Mario Draghi quitte le pouvoir avec le sentiment d’une mission inachevée mais avec la conscience tranquille. «L’ année dernière, notre PIB a augmenté de 6,6%. Nous avons déjà reçu 45,9 milliards d’euros de la part de la Commission européenne, auxquels s’ ajouteront, au cours des prochaines semaines, 21 milliards d’euros supplémentaires», a-t-il rappelé lors de son dernier discours au Parlement.

La responsabilité de l’échec

Toutefois, Draghi laisse derrière lui un paysage politique dévasté. Depuis sa démission, présentée au chef de l’Etat, Sergio Mattarella, le 21 juillet, tous les partis ayant décidé de rompre «le pacte d’unité nationale» à la base de l’exécutif essaient de se libérer du poids de la responsabilité de cette tempête politique, en accusant anciens alliés ou adversaires de toujours.

Silvio Berlusconi, que ses collaborateurs décrivent «hyperactif comme un grillon» après l’éclatement de la crise, a même été jusqu’à dire que personne au Parlement n’avait réclamé la tête de Draghi, et que son départ n’était dû qu’aux fatigues physique et mentale accumulées par ce dernier au cours des dix-sept mois à la tête du pays. Un mal qui ne semble pas toucher le Cavaliere, prêt, selon les rumeurs, à occuper le poste bientôt vacant à la présidence du Conseil.

Le M5S, accusé d’avoir allumé la mèche à l’origine de cet incendie institutionnel, continue à attaquer le Premier ministre en lui attribuant directement la responsabilité de l’effondrement de sa majorité. «Le M5S n’avait fait que présenter neuf requêtes au président du Conseil. Et comment répond-il? Il présente sa démission! Sommes-nous dans une démocratie parlementaire ou une monarchie absolue?», a déclaré, sarcastique, Danilo Toninelli, sénateur du Mouvement 5 étoiles.

Les divisions du centre-gauche

C’est dans cette atmosphère crépusculaire que les grandes manœuvres politiques ont commencé dans la Péninsule en vue du prochain scrutin. Au cours de cette très brève «campagne électorale balnéaire», tous les coups seront probablement permis. Or, selon les derniers sondages, la coalition des droites – composée de la Ligue, Forza Italia et du parti de la droite radicale, Fratelli d’Italia, dirigé d’une main de fer par Giorgia Meloni –, pourrait remporter les élections. Un scénario catastrophe pour les formations du centre-gauche, comme le Parti démocrate (PD) d’Enrico Letta, qui ont fébrilement œuvré à sauver «le soldat Draghi» des ultimatums, menaces et veto croisés formulés par ses alliés-adversaires. «Il faut le dire haut et fort: ceux qui ont joué un rôle de protagonistes dans la chute du gouvernement ne pourront plus demeurer les interlocuteurs du Parti démocrate», a déclaré Lorenzo Guerini, ministre de la Défense, en exigeant la rupture totale avec les représentants du M5S, pendant longtemps alliés du PD.

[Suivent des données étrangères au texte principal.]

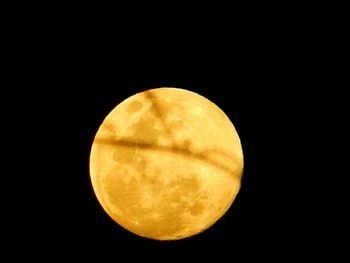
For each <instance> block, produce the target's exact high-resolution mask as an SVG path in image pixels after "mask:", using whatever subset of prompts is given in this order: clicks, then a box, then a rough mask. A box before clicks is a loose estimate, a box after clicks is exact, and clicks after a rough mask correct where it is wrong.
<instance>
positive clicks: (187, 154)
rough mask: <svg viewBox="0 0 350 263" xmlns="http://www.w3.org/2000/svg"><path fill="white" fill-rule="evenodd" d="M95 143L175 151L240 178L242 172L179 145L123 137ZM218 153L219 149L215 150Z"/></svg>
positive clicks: (97, 139)
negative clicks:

Face aux divisions qui déchirent la désormais fragile coalition du centre-gauche, que l’ancien Premier ministre Matteo Renzi a rebaptisée «le pôle du bon sens», les partis de droite se frottent joyeusement les mains. Giorgia Meloni, en tête dans tous les sondages d’intentions de vote, a annoncé qu’elle était prête à prendre la relève de Draghi, au palais Chigi. Silvio Berlusconi a concocté un programme électoral en huit points, qui prévoit une augmentation des retraites et la plantation, chaque année, d’un million d’arbres. Matteo Salvini, quant à lui, rêve de retrouver les militants perdus, alors que certains de ses députés, sensibles à l’humeur d’une partie significative du pays, promettent l’abolition définitive du pass sanitaire et la réintégration des soignants non vaccinés suspendus pendant la pandémie.

Autant de candidats qui, en ces soixante jours qui séparent la Péninsule du retour aux urnes, souffleront sur les braises d’un mécontentement populaire inédit et sur les peurs secrètes d’une opinion publique de plus en plus perdue et désenchantée.